Colonoscopy: Endoscopy Mucosal resection (EMR)
- Medycoding Expert
- Mar 7
- 2 min read
Endoscopy Mucosal resection (EMR) is the technique of removing polyps. This is also known as lift polypectomy.
What are the condition for EMR ?
For a procedure to be counted as EMR, the doctor must perform these 3 things:
Step 1: Lift the lesion : Submussal injection
The abnormal tissue (lesion) is raised from the intestinal wall, usually by injecting fluid underneath it.
This makes it easier and safer to remove.
Step 2: Mark or clearly identify the edges of the lesion: Demarcation of the lesion
The doctor must clearly see the borders of the abnormal area before removing it.
This can be done by:
making the tissue look like a small polyp (pseudopolyp), or
using special imaging methods like Narrow Band Imaging, High‑definition white light endoscopy, or
marking the edges with cautery (heat).
Step 3: Remove the lesion with a snare
The doctor uses a loop-shaped wire tool (snare) through the endoscope to cut and remove the lesion.
Note :
If all three components listed above are not performed, it is not appropriate to report an EMR procedure.
When a biopsy is performed on the same lesion as an EMR, the biopsy is not reported.

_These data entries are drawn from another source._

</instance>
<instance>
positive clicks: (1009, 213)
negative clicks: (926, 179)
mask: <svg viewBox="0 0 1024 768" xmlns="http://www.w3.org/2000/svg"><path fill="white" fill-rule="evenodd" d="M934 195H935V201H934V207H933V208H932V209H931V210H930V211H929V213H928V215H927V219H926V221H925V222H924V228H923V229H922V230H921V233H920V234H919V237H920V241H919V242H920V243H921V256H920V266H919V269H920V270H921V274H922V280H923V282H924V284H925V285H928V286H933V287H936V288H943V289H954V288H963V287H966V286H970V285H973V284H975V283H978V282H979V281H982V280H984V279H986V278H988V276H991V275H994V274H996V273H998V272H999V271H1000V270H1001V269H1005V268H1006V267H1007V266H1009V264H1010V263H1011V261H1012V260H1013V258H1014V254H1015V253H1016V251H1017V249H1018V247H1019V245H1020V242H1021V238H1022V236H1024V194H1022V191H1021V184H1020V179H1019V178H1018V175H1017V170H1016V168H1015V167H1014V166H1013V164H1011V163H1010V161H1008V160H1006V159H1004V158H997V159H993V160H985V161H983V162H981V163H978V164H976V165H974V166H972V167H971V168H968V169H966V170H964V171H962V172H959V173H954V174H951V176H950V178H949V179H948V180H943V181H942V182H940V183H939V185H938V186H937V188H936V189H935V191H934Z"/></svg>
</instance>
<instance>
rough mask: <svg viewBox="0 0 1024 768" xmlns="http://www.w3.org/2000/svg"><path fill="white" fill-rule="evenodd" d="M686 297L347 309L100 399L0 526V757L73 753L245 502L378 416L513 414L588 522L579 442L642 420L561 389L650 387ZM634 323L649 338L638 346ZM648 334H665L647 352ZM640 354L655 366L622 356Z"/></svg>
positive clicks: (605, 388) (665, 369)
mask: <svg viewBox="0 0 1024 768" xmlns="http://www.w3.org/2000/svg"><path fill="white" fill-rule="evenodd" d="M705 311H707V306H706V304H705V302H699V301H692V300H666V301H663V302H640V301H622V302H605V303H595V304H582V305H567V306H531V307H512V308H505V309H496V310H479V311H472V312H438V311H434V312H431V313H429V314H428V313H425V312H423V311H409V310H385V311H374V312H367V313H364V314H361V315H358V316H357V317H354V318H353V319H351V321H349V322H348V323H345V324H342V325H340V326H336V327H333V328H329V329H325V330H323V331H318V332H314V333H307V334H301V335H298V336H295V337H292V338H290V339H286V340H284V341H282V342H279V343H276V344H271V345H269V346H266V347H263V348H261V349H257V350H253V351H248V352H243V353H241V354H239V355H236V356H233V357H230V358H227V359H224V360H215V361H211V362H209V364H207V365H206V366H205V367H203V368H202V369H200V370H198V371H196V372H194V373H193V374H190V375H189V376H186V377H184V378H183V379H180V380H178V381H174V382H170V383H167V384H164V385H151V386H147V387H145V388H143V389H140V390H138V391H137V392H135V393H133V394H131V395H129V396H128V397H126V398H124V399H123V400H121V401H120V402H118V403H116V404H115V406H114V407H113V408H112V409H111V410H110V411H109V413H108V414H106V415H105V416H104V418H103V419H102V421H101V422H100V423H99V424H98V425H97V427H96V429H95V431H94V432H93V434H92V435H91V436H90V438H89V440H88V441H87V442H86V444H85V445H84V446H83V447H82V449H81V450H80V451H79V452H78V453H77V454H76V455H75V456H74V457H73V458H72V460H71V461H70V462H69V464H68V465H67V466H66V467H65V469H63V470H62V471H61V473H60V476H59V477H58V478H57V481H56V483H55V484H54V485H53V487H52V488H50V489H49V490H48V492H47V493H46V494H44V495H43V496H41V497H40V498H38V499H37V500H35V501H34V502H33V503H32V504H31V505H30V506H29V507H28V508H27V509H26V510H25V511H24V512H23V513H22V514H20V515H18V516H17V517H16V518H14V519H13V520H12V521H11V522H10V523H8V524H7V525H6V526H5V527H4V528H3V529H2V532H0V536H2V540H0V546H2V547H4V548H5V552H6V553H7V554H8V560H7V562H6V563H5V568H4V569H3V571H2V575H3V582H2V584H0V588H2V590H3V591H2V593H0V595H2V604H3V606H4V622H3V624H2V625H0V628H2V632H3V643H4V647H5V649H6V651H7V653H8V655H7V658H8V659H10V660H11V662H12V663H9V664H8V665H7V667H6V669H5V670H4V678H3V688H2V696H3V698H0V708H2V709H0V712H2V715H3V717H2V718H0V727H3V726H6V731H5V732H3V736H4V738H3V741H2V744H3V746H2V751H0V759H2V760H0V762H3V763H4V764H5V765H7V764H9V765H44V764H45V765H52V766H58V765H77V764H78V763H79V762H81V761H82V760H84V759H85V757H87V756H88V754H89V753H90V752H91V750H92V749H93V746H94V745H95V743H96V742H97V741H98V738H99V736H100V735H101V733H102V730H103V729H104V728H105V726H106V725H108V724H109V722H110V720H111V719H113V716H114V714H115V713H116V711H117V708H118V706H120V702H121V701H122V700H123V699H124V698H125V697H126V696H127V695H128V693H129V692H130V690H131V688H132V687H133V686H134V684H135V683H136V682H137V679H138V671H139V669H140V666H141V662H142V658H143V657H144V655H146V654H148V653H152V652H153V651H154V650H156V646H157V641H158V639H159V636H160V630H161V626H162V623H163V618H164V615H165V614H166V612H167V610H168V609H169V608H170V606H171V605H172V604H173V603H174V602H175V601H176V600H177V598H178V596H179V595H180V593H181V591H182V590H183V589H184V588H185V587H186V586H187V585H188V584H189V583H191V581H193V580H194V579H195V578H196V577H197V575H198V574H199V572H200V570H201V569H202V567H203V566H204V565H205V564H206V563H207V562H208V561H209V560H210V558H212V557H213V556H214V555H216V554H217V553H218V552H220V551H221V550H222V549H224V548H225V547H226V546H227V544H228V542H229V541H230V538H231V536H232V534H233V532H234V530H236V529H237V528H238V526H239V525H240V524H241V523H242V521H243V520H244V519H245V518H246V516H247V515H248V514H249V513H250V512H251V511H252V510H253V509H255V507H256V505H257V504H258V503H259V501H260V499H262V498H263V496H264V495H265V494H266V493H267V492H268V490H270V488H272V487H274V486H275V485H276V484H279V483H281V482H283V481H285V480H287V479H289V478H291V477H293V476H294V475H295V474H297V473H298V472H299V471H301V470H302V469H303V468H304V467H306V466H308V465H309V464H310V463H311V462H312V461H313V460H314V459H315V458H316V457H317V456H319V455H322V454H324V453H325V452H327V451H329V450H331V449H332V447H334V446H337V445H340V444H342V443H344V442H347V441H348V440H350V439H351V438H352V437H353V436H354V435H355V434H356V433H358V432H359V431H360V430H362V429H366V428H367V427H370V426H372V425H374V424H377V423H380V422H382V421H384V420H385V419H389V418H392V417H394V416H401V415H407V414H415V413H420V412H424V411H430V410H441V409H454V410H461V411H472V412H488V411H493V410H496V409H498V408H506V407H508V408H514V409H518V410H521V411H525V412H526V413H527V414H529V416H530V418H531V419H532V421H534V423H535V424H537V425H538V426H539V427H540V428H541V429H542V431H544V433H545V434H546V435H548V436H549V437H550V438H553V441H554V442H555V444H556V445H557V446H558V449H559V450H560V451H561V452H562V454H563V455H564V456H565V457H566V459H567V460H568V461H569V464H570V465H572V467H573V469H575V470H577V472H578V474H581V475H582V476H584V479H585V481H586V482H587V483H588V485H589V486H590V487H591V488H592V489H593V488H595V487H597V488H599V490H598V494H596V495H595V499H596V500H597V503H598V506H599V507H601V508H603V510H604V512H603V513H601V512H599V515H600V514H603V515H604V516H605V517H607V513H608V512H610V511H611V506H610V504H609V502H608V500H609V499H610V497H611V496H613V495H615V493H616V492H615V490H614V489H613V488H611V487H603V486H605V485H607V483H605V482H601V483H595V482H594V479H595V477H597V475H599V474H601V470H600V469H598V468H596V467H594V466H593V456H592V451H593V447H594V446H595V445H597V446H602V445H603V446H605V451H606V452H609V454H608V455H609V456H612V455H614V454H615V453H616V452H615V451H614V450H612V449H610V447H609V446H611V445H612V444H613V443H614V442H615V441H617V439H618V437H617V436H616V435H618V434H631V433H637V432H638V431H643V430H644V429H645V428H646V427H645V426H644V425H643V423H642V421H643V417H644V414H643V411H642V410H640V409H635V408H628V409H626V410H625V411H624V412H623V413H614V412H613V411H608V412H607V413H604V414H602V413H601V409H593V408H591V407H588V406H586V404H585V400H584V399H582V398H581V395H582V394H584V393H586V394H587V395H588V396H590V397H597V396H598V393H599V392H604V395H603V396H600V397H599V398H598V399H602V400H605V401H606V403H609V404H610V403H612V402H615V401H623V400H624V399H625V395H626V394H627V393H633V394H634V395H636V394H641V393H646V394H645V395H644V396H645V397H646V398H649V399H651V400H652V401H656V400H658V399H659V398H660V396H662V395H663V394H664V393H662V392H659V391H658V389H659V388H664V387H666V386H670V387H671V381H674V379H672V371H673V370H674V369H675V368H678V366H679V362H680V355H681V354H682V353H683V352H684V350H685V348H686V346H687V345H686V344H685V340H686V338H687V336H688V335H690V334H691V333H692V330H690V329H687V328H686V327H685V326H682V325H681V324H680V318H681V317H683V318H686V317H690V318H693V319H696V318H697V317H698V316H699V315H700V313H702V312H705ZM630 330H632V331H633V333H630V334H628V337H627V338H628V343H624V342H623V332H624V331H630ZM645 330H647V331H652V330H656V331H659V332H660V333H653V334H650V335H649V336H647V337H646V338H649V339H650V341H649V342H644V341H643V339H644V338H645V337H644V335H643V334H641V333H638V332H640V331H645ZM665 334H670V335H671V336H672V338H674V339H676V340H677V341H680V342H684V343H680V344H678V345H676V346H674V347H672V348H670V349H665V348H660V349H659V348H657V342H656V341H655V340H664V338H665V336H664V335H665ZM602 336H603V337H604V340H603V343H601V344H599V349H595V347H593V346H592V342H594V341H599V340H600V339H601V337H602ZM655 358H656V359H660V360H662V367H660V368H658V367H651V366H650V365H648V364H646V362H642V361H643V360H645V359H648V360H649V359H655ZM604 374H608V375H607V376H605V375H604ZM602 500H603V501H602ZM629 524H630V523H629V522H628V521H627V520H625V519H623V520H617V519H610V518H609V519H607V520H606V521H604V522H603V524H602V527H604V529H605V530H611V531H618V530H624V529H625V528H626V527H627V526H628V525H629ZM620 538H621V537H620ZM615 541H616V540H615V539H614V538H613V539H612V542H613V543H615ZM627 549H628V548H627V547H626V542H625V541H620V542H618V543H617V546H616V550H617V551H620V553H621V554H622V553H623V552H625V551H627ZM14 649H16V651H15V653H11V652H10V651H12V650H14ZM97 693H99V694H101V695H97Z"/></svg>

Ablation of the edges of the lesion, clipping of the defect, or other bleeding treatment applied to the same lesion are not reported separately when performing EMR.

How to report if all condition are not fullfilled for EMR ?
Code seperately each code for the procedure performed.
Scenario
A patient has a colon lesion found during colonoscopy. The physician injects fluid to lift the lesion and then removes it with a snare, but no demarcation of the lesion boundary is performed.
Answer : Code 45385, 45381
EMR coding requires documentation of three components: lifting the lesion, demarcating the lesion borders, and removing it using a snare. If any of these steps are missing, EMR should not be coded. Instead, the individual procedures such as submucosal injection and snare polypectomy are coded separately.